Esta concepción natural de la existencia silvestre, orientada hacia toda la familia humana, precisamente se hace fértil cuando se despoja de soberbia y toma la humildad como abecedario de entendimiento. Puede que la cooperación entre naciones resulte vital para la protección de ciertas especies, sobre todo contra su explotación excesiva mediante el comercio internacional, pero es el propio ser humano el que tiene que concienciarse de la gran riqueza estética, científica, cultural, recreativa y económica, que genera este mundo rústico, que continuamente nos viene lanzando llamamientos ante nuestros abusos. Está bien que cultivemos, es parte de nuestro proyecto existencial, pero cultivar no es derrochar y mucho menos eliminar nada. Si escucháramos mucho más a ese universo salvaje, estoy seguro que tendríamos otra pasión y también otra dedicación. Produce un inmenso dolor pensar que nuestro propio hábitat nos habla, mientras la especie humana apenas presta atención a sus lenguajes, contribuyendo a acrecentar el negocio, por ejemplo el de la subasta de marfil o cuernos de rinoceronte ilegales. Si estos productos, y tantos otros, tuviesen un origen legal y se hubieran obtenido de manera sostenible, nuestro patrimonio natural dejaría de resentirse, y todos estaríamos cuando menos más sosegados.

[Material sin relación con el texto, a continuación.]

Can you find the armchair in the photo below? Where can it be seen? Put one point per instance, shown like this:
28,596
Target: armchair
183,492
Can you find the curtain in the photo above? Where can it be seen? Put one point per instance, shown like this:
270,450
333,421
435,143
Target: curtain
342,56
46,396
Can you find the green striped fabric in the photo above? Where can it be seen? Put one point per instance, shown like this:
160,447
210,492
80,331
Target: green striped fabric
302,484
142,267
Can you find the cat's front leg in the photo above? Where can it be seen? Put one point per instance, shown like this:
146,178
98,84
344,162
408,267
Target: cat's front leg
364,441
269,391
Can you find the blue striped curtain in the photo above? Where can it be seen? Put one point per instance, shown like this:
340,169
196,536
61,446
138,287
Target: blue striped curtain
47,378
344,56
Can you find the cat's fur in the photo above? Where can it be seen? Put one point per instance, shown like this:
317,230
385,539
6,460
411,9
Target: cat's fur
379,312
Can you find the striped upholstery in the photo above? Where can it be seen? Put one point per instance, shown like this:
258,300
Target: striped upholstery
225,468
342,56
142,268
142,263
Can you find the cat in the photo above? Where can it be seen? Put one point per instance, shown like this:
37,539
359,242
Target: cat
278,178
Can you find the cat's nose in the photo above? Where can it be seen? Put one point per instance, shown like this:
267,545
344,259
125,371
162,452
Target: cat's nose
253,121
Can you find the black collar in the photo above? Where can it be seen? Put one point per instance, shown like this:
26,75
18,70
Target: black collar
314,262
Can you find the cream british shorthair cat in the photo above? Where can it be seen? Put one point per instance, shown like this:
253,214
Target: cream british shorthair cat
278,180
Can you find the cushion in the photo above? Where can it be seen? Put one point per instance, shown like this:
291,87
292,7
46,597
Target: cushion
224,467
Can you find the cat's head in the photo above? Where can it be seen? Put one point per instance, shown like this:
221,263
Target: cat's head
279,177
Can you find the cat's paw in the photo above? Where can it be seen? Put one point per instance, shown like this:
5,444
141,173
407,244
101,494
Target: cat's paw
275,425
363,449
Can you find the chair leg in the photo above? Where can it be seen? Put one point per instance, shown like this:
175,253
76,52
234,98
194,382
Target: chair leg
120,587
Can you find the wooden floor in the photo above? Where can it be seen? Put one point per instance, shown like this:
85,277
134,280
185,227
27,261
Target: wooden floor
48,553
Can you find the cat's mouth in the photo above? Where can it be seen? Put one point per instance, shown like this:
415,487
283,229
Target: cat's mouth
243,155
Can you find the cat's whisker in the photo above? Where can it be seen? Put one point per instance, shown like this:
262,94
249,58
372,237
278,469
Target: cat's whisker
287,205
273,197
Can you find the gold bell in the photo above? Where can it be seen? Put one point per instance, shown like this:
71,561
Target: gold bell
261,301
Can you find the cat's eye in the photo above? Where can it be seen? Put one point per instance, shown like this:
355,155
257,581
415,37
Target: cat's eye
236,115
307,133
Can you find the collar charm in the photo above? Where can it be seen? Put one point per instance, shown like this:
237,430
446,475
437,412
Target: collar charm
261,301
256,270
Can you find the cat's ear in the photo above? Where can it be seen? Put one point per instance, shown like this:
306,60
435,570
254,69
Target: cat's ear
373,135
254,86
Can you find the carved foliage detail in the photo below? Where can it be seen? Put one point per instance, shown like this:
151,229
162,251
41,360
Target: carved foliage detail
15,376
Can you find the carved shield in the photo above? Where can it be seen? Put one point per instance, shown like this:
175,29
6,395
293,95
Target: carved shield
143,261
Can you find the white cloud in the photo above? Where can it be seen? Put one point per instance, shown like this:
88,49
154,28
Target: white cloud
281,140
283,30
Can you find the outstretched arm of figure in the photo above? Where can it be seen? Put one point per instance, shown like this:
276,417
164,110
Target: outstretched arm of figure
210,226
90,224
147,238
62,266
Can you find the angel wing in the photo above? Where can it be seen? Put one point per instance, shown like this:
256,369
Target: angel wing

La humanidad, ciertamente, ha logrado avances, pero también retrocesos. Uno de las grandes regresiones es el medio ambiente y, con ello, la vida silvestre tan ahogada como acosada por un indigno desarrollo de temores, discriminaciones, explotaciones absurdas e injusticias, que hacen la propia vida irrespirable. Si importantes son las personas, también su hábitat, que pide a gritos civismo, gobernanzas eficaces, aplicación de las normas internacionales, coherencia e implicación de todos los ciudadanos. Hasta ahora, todas las voces han reclamado una agenda centrada en las personas y con conciencia planetaria que asegure el respeto de la dignidad humana, la igualdad, la ordenación del medio ambiente, economías saludables, la libertad para vivir sin miseria y sin temor y una asociación mundial renovada para el desarrollo sostenible. El discurso público está ahí, lo que falta son las acciones que han de ser contundentes, con determinación y valentía, para lograr el objetivo de un medio ambiente digno para una existencia digna, que no deje a nadie sin respiración. Al fin y al cabo, somos tan silvestres como una amapola, lo que sucede es que algunos cruzan el campo y solo ven pétalos para sus labios. Y es que el egoísmo, aún no sabe nada más que amarse a sí mismo. Qué lejos queda el compartir.